You left out how to tell make about the dependencies.

build/agda-optimized: $(shell find src/full/) would cover some of the dependencies.

At the moment cabal handles all that for us.

Yes. I'd prefer to drop the Makefile entirely and use cabal v2-* directly.

What's your vision for the test suites? What would I write to run only the stdlib tests (for instance)? What does that setup look like?

  • To run all the tests: cabal test

  • To run std-lib tests: cabal test std-lib

  • To run succeed tests: cabal test succeed

  • To skip tests for Opaque: cabal test --test-option="--regex-excude=all/Succeed/Opaque"

  • Named sub-test-suites to be ported from Makefile to Agda.cabal

  • Docs for cabal test:

    ~$ cabal test --help | head
    Run test-suites.
    
    Usage: cabal test [TARGETS] [FLAGS]
    
    Runs the specified test-suites, first ensuring they are up to date.
    
    Any test-suite in any package in the project can be specified. A package can
    be specified in which case all the test-suites in the package are run. The
    default is to run all the test-suites in the package in the current directory.

make up-to-date-stdlib

First, run git submodule update --init std-lib
(my IDE's git integration reminds me to do this anyway).
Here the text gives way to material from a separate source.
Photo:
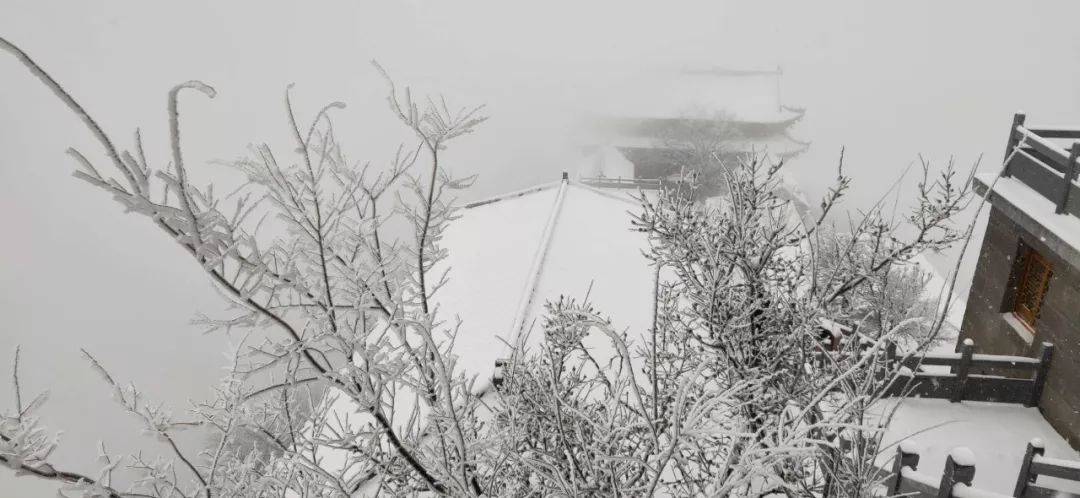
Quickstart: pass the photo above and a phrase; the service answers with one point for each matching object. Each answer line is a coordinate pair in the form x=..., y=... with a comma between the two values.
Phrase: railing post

Then manually call make -C std-lib setup

Or (cd std-lib; cabal run GenerateEverything -- --out-dir doc),
since that is what the stdlib's Makefile ends up running.

Or don't run GenerateEverything at all.
It appears to only generate documentation and is not mentioned in the stdlib install instructions,
so the test suite should work without it.

make workflows?

make -C .github/workflows

How do you work around the problem with v2-build followed by v2-install rebuilding everything from scratch?
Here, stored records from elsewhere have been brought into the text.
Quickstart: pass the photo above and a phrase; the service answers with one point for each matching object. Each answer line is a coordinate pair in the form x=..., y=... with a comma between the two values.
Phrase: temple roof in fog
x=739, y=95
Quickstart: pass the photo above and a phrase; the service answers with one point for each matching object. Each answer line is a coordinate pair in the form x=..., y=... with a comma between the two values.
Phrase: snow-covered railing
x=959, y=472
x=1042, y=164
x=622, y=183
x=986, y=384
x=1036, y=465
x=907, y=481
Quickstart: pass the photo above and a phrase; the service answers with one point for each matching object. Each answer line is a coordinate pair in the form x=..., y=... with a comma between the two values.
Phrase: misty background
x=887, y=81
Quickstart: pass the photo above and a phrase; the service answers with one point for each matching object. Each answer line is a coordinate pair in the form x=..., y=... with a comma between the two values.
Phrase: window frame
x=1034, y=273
Don't call v2-install. Instead cabal exec install.
Where the install target is backed by glue currently in Setup.hs.

I generally agree with your suggestions to move the more complex logic from the Makefile to Agda.cabal, but we should be careful that the interface does not get more complex. In particular, make up-to-date-stdlib is really easy to remember in a way that some sequence of git submodule ... and cabal run ... isn't. The same goes for make workflows. Having a canonical way to make these targets without having to pass any flags is a real added value.